Soundex algorithm: method
(from wikipedia)


Soundex is a phonetic algorithm for indexing names by their sound when pronounced in English. The basic aim is for names with the same pronunciation to be encoded to the same string so that matching can occur despite minor differences in spelling. Soundex is the most widely known of all phonetic algorithms and is often used (incorrectly) as a synonym for "phonetic algorithm".

Soundex was developed by Robert Russell and Margaret Odell and patented in 1918 and 1922. A variation called American Soundex was used in the 1930s for a retrospective analysis of the US censuses from 1890 through 1920. The Soundex code came to prominence in the 1960s when it was the subject of several articles in the Communications and Journal of the Association for Computing Machinery (CACM and JACM), and especially when described in Donald Knuth's magnum opus, The Art of Computer Programming.

The Soundex code for a name consists of a letter followed by three numbers: the letter is the first letter of the name, and the numbers encode the remaining consonants. Similar sounding consonants share the same number so, for example, the labial B, F, P and V are all encoded as 1. Vowels can affect the coding, but are never coded directly unless they appear at the start of the name.
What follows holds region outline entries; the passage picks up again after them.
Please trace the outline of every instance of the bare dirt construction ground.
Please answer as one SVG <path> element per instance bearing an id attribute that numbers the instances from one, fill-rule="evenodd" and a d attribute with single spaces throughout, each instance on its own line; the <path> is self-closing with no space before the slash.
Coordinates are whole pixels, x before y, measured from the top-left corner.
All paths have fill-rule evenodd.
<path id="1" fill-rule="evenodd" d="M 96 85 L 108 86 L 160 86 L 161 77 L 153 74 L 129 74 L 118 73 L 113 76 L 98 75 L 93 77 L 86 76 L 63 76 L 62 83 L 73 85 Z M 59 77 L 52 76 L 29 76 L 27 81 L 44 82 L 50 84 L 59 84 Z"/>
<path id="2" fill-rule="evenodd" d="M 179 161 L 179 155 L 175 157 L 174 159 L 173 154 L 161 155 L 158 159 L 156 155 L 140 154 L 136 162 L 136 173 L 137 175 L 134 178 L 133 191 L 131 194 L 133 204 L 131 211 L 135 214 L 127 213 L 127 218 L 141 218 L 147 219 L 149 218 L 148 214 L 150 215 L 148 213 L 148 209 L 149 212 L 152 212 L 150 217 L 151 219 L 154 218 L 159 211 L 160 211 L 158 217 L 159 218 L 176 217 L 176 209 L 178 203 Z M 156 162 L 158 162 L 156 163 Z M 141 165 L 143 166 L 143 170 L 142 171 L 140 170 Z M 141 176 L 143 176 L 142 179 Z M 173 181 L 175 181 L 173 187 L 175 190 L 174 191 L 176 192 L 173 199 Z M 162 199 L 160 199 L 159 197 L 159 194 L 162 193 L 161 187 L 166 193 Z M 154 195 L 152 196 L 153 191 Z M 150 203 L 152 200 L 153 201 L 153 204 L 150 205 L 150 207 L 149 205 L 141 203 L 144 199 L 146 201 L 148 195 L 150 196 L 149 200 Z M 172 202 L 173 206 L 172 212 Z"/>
The exact algorithm is as follows:

1. Retain the first letter of the string
2. Remove all occurrences of the following letters, unless it is the first letter: a, e, h, i, o, u, w, y
3. Assign numbers to the remaining letters (after the first) as follows:

number
--letter
1
B, F, P, V
2
C, G, J, K, Q, S, X, Z
3
D, T
4
L
5
M, N
6
R

4. If two or more letters with the same number were adjacent in the original name (before step 1), or adjacent except for any intervening h and w, then omit all but the first.
5. Return the first four bytes padded with 0.